Where was this mysterious extra 50us latency coming from? The first assumption, of course, was that I had made a mistake, so I took some time in looking at the code and doing extra logging. Eventually, I went the whole hog and just ftraced the entire CPU running the thread that I was measuring. Still no sign of system-level jitter that would explain the latency.
In exasperation, I enabled GC logging for the application. Previously, I had not done this as I knew that the application did not produce any garbage after its initial setup, and I also excluded the first sets of results to reduce pollution by warm-up effects.
Lo and behold, the GC log contained the following entries:
2015-08-05T09:11:51.498+0100: 20.204: Total time for which application threads were stopped: 0.0000954 seconds
2015-08-05T09:11:52.498+0100: 21.204: Total time for which application threads were stopped: 0.0000948 seconds
2015-08-05T09:11:56.498+0100: 25.205: Total time for which application threads were stopped: 0.0001147 seconds
2015-08-05T09:12:06.499+0100: 35.206: Total time for which application threads were stopped: 0.0001127 seconds
2015-08-05T09:12:10.499+0100: 39.206: Total time for which application threads were stopped: 0.0000983 seconds
2015-08-05T09:12:11.499+0100: 40.206: Total time for which application threads were stopped: 0.0000900 seconds
2015-08-05T09:12:12.500+0100: 41.206: Total time for which application threads were stopped: 0.0001421 seconds
2015-08-05T09:12:17.500+0100: 46.207: Total time for which application threads were stopped: 0.0000865 seconds
Note the rather suspicious timing of these events – always ~205ms into the second, and ~100us in magnitude.
Now, because I used the extremely useful -XX:+PrintApplicationStoppedTime flag, the log also contained safepoint pauses. Given that I knew my application was not allocating memory, and therefore should not be causing the collector to run, I assumed that these pauses were down to safepoints.
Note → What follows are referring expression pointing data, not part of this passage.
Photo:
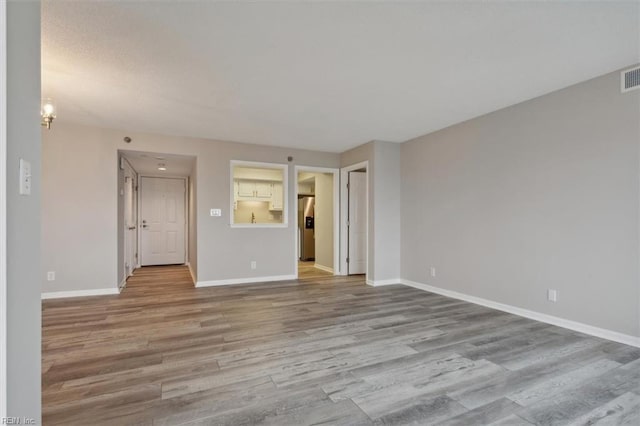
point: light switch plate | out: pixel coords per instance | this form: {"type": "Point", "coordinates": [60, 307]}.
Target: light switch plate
{"type": "Point", "coordinates": [25, 177]}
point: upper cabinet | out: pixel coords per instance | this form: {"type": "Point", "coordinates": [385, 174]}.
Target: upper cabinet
{"type": "Point", "coordinates": [277, 198]}
{"type": "Point", "coordinates": [251, 189]}
{"type": "Point", "coordinates": [259, 194]}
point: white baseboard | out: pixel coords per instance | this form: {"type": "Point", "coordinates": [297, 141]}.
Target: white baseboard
{"type": "Point", "coordinates": [323, 268]}
{"type": "Point", "coordinates": [193, 276]}
{"type": "Point", "coordinates": [379, 283]}
{"type": "Point", "coordinates": [79, 293]}
{"type": "Point", "coordinates": [549, 319]}
{"type": "Point", "coordinates": [245, 280]}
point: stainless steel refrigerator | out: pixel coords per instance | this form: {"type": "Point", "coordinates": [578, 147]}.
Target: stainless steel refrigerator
{"type": "Point", "coordinates": [306, 231]}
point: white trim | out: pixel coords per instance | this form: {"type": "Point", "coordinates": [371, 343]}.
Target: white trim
{"type": "Point", "coordinates": [549, 319]}
{"type": "Point", "coordinates": [344, 214]}
{"type": "Point", "coordinates": [336, 215]}
{"type": "Point", "coordinates": [245, 280]}
{"type": "Point", "coordinates": [285, 193]}
{"type": "Point", "coordinates": [193, 276]}
{"type": "Point", "coordinates": [3, 209]}
{"type": "Point", "coordinates": [380, 283]}
{"type": "Point", "coordinates": [80, 293]}
{"type": "Point", "coordinates": [323, 268]}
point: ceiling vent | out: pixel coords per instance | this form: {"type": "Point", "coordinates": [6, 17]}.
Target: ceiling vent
{"type": "Point", "coordinates": [630, 79]}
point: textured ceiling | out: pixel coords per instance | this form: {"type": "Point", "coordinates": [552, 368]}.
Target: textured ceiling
{"type": "Point", "coordinates": [320, 75]}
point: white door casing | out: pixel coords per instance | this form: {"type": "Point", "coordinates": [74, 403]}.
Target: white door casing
{"type": "Point", "coordinates": [357, 225]}
{"type": "Point", "coordinates": [162, 224]}
{"type": "Point", "coordinates": [130, 220]}
{"type": "Point", "coordinates": [3, 209]}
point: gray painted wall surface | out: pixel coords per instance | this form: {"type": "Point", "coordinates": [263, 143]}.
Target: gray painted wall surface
{"type": "Point", "coordinates": [23, 212]}
{"type": "Point", "coordinates": [91, 153]}
{"type": "Point", "coordinates": [384, 206]}
{"type": "Point", "coordinates": [193, 222]}
{"type": "Point", "coordinates": [541, 195]}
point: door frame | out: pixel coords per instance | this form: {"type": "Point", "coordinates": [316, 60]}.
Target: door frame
{"type": "Point", "coordinates": [3, 209]}
{"type": "Point", "coordinates": [186, 214]}
{"type": "Point", "coordinates": [336, 214]}
{"type": "Point", "coordinates": [344, 214]}
{"type": "Point", "coordinates": [136, 208]}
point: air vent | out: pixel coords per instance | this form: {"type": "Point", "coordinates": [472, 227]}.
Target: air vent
{"type": "Point", "coordinates": [630, 79]}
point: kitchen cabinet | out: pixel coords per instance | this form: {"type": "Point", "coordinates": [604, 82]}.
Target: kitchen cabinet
{"type": "Point", "coordinates": [250, 190]}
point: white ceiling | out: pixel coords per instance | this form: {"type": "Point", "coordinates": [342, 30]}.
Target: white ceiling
{"type": "Point", "coordinates": [146, 163]}
{"type": "Point", "coordinates": [320, 75]}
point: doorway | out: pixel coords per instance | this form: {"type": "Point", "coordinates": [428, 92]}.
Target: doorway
{"type": "Point", "coordinates": [156, 211]}
{"type": "Point", "coordinates": [316, 219]}
{"type": "Point", "coordinates": [130, 218]}
{"type": "Point", "coordinates": [163, 220]}
{"type": "Point", "coordinates": [355, 222]}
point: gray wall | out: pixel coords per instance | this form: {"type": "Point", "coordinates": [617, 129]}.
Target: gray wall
{"type": "Point", "coordinates": [80, 187]}
{"type": "Point", "coordinates": [383, 177]}
{"type": "Point", "coordinates": [89, 155]}
{"type": "Point", "coordinates": [23, 212]}
{"type": "Point", "coordinates": [541, 195]}
{"type": "Point", "coordinates": [386, 205]}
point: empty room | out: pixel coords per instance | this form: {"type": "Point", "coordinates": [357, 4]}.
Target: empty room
{"type": "Point", "coordinates": [308, 212]}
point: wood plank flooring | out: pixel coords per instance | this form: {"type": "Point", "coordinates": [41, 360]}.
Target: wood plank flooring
{"type": "Point", "coordinates": [307, 269]}
{"type": "Point", "coordinates": [324, 350]}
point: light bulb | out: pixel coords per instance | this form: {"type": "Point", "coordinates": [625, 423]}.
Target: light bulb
{"type": "Point", "coordinates": [48, 108]}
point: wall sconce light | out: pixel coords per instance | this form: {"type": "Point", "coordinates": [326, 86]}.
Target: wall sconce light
{"type": "Point", "coordinates": [48, 112]}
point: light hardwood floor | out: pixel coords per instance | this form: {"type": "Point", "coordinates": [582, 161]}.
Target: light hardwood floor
{"type": "Point", "coordinates": [308, 270]}
{"type": "Point", "coordinates": [326, 350]}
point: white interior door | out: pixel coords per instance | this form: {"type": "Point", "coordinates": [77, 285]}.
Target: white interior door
{"type": "Point", "coordinates": [357, 225]}
{"type": "Point", "coordinates": [162, 213]}
{"type": "Point", "coordinates": [130, 220]}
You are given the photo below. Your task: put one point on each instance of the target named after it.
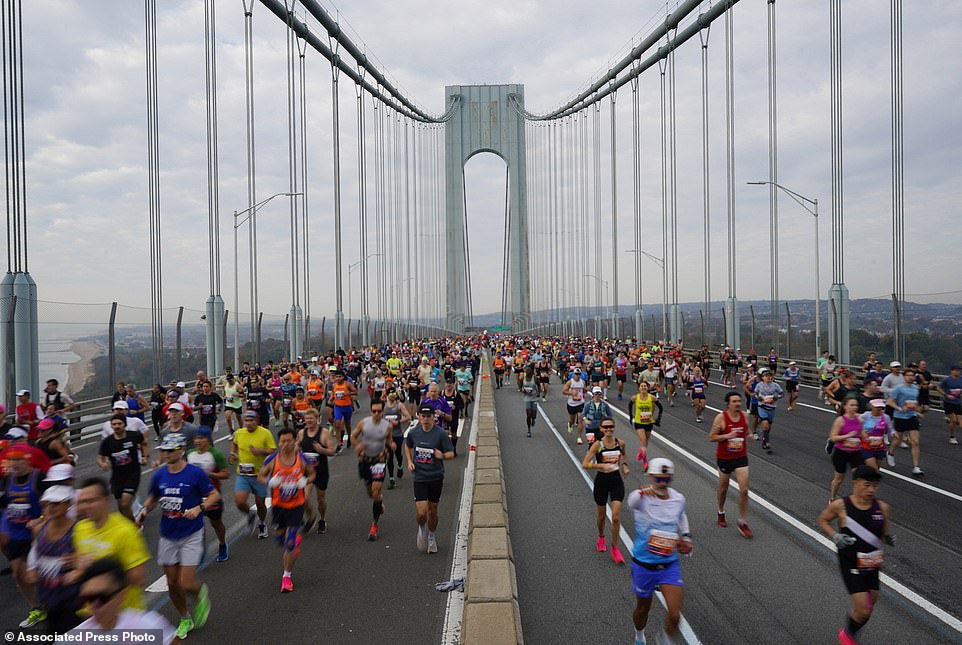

The next useful flag in the set of “Hotspot flags you never knew you needed, until you need them” is -XX:+PrintSafePointStatistics.
With this flag enabled, the output was immediately enlightening:
20.204: no vm operation          […
21.204: no vm operation          […
25.205: no vm operation          […
35.205: no vm operation          […
39.206: no vm operation          […
40.206: no vm operation          […
41.206: no vm operation          […
46.207: no vm operation          […
The timestamps from the safepoint statistics match up perfectly with the entries in the GC log, so I can be sure of my assumption that the pauses are due to safepointing.
A little time spent with your favourite search engine will yield up the information that ‘no vm operation’ is the output produced when the runtime forced a safepoint.
Further searching revealed that the frequency of these forced safepoints can be controlled with the following flags:
-XX:+UnlockDiagnosticVMOptions -XX:GuaranteedSafepointTime=300000
This command instructs the runtime to only guarantee a safepoint every 300 seconds, and since the duration of my test is less than that, there should be no forced safepoints. The default interval can be discovered by running the following command:
]$ java -XX:+UnlockDiagnosticVMOptions -XX:+PrintFlagsFinal 2>&1 | grep Safepoint
   intx GuaranteedSafepointInterval = 1000 {diagnostic}
Running my test tool with these settings removed the 100us jitter, so I’m just left with 50us introduced by the OS and hardware.
As mentioned in some of the mailing lists I stumbled across, it’s probably not a good idea to stop the JVM from performing cleanup that requires a safepoint. For this testing tool however, it helps to remove a source of uncertainty that was dominating the jitter produced by the OS.